He died Wednesday, April 15, 2026, in Clarkston, due to chronic Myelodysplastic disease. He is survived by the love of his life, Cecelia L. Nixon, daughter Pamela, son Wyatt, and various cousins.
He attended Humboldt State College starting in 1961 through February of 1966, receiving a Bachelor of Science degree in 1964 in Wildlife Management. In the summer 1962 he worked for the Alaska Fish and Game Department as a red salmon catch sampler at a cannery at Tokeen in Bristol Bay, and as a stream guard in southeastern Alaska. In the summer 1963 he worked for the Bureau of Land Management in Battle Mountain, Nev., as a member of a range survey crew. Summers of 1964 and 1965 saw him working for the BLM in Idaho Falls, doing watershed inventory and identifying legal boundaries on aerial photos.
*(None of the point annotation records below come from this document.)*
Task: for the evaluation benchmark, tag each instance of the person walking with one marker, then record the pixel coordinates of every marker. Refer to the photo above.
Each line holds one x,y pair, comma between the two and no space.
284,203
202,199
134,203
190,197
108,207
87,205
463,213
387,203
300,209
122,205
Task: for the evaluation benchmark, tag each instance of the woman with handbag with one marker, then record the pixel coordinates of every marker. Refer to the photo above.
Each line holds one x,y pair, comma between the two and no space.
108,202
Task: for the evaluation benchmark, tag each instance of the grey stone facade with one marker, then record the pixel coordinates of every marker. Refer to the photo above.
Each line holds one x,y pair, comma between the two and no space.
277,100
In 1965, he married Diane Hodgson. They were married 11 years; had two children, Wyatt and Pamela. They divorced in 1976. During that time, he worked for the BLM as a range conservationist in 1966 in Elko, Nev., and then as the first full-time wildlife biologist in the Elko district. In 1970, the family moved to Phoenix, for the BLM District Biologist position there. It was there that Rick discovered and fell in love with desert bighorn sheep, and joined the Desert Bighorn Council, a West-wide group of professional biologists and managers interested in desert bighorns and their ecology and management.
The family then moved to Carson City, Nev., in 1974 to assume the District Biologist position there and Rick remained at Carson City until his retirement in 2003. He helped write the first Environmental Impact Statement for a land use plan at Carson City.
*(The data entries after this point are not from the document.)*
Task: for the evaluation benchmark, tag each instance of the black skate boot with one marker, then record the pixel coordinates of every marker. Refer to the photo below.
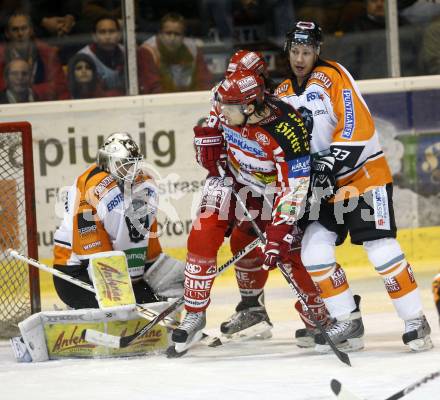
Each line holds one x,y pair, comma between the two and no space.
189,331
416,334
346,332
250,320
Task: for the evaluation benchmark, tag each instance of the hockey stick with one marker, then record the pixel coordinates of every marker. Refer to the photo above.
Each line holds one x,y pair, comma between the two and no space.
343,394
124,341
143,311
290,281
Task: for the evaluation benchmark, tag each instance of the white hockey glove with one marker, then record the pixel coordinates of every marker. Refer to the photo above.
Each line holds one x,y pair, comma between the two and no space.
323,181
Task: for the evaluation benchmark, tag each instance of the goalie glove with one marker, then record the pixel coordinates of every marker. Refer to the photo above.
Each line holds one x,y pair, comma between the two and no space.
210,148
278,244
323,181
When he moved to Carson City, there were 15 desert bighorn in the district. At his retirement in 2003, there were 700 bighorns, both Desert and California subspecies, on nine different mountain ranges, directly due to Rick’s efforts. He prepared virtually all of the BLM paperwork and NEPA-National Environmental Policy Act-documents needed for transplants into identified historic bighorn habitats by the Nevada Department of Wildlife.
Another of Rick’s accomplishments while at Carson City was the expansion of water catchment “guzzler” efforts for small game and the development of guzzlers for big game. Over the course of 10 years from the mid-80s to mid-90s, Rick worked with the BLM and local sportsmen’s groups to develop a big game guzzlers manual that became BLM Technical Note 397.
From the mid-70s thru the mid-90s, Rick was active in the Wildlife Society and Desert Bighorn Council (DBC) during which Rick was commissioned by the BLM to develop a set of guidelines for managing domestic sheep in bighorn habitat. Working with other biologists, the initial guidelines were published in the 1990 DBC transactions and became BLM nation-wide guidance in 1993 and policy in 1995.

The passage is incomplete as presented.